This ain’t personal. I don’t know Mr. Lamar. Certainly not anything about his actual relationships with the women in his life. I trust that he loves and values his mother, girlfriend, nieces if he got them. My concern is about some of his masterful art. A true measure of a fan isn’t blind loyalty, it’s thoughtful critique. I hadn’t really given his gender politics much thought until last weekend during his Essence Festival keynote address. Before that, my analysis only went so far as to notice that he likes to say dick a lot. Which is my fault for being satisfied with him sharing thoughtful artistic reflections on matters of race and class, but less so on gender (hashtag: the black power movement).
I was a few minutes late to Kendrick’s set. One who loves music simply does not leave a stage where Bilal is improving with the Robert Glasper quartet. So I missed the beginning of the first hip hop act to ever close out the Essence Fest. As I approached the main stage I knew Kendrick had started due to the swarms of older folk walking swiftly away shaking their heads. Mary J. Blige was the finale for them. Some elders stayed though, maybe to see what the kids are up to. I was sitting behind a 60 something looking women (she was probably 95, hashtag: black don’t crack) who seemed like she was being held hostage by the mixed age group she came with. She tried to get into it, there was an obligatory head nod on occasion. Followed by a cringe when she’d catch a line like “I pray my dick get big as the Eiffel Tower”. I wanted to rush over and explain: it’s not like that, there’s a whole storyline, he’s playing the part of a young kid growing up in Compton, he and his friends are just in the backseat freestyling, making the raps up they as go along, it’s a metaphor, about powerlessness. I didn’t say anything though, it was too loud.

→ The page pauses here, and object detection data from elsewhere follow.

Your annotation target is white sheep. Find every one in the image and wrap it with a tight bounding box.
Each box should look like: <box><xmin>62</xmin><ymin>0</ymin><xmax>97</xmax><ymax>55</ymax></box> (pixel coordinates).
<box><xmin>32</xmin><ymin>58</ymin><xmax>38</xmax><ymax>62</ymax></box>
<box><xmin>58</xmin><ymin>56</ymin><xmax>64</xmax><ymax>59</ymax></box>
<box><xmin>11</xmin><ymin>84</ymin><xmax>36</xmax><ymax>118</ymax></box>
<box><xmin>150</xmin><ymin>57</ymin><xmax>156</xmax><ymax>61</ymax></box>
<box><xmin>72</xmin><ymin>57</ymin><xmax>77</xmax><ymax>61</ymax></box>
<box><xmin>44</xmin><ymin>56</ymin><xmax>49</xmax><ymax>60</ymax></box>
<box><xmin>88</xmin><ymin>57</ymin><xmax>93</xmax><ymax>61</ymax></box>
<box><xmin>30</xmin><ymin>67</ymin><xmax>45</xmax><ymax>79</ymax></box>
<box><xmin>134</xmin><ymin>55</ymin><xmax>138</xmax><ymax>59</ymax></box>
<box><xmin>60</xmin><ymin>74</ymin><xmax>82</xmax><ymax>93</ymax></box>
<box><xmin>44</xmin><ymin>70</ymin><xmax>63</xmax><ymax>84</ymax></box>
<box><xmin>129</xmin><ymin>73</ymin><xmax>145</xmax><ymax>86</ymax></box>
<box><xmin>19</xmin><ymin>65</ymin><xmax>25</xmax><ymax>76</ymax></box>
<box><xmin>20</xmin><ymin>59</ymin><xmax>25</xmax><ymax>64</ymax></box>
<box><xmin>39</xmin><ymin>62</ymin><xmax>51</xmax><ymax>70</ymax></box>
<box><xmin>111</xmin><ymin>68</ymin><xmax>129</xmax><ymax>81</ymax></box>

The moment that made me cringe was when Kendrick serenaded us with the chorus from his A$ap Rocky collab: “I love bad bitches that’s my fucking problem. And yeah I like to fuck, I got a fucking problem”. I don’t think that was a metaphor. I found that song to be a disgusting set list choice at the Essence Festival, a space intended to celebrate and empower black women. I have ‘complicated relationship’ in the title because while Kendrick was performing this song he was enthusiastically joined by hundreds of women. No one boo’d. Just because I found it off-putting doesn’t mean I get to decide what a women finds acceptable, entertaining, desirable, or offensive. Which always brings us to the classic conundrum, the clash between an understanding that people are not a monolith and the desire to have some common understanding about what we deem toxic.
Of course there are contexts. Kendrick’s art is part reflection of the values he is taught (and not taught) by the systems that feed him, which is true for everyone. Kendrick is a rapper, and if I wanted to complain about lyrics that degrade women there are much easier targets. But I’m not a fan of them, there’s no need to struggle to support them, lots of them should just be banished. More context: Kendrick is a Christian, and the church also has a complicated relationship with women . And Kendrick lives in America, which has a complicated relationship with anything it can’t commodify.
I wanted this feedback to come from a man. Women have already shared some concerns about Kendrick’s positions on women in his music. (i.e. Arielle Newton and Raquel Willis). There’s a part of man culture that allows lots of really dangerous stuff to slide because we don’t want to be lame. In private men spaces we do a lot of evaluating about whether a comment or story told by our homie is problematic enough to speak up about, or just laugh off, or ignore because the narrator is cool, popular or perceived to be one of the good guys. It’s also difficult for men to speak thoughtfully about gender, especially in academic spaces. Lupe Fiasco learned that the hard way with “Bad Bitch” . These are the conversations that are gonna save us though, if we truly believe that black lives matter. We need more thoughtful men courageously challenging each other, with love. And we need spaces where men and women come together to create ways to honor the humanity in all of us, whether we identify as male, female, trans, or none of the above.
In closing, there was a tender moment during Kendrick’s show. In between songs he saw a black boy, maybe 9yrs old, in the audience with his dad. While the music was paused Kendrick has a conversation with the boy, told him to keep up his grades, listen to his parents and honor God. I hope that Kendrick doesn’t fail to realize that wasn’t the only time he was in conversation with that boy. He had been talking to him all night. Teaching him. Guiding him. And his father was co-signing the lesson. Everyone that waved their hands in the air as if they didn’t care, spread those vibrations throughout the universe. It’s an awful burden Kendrick. But don’t worry, we are here to support you. And sometimes remind you of your responsibility. In case you forget how important you are to us.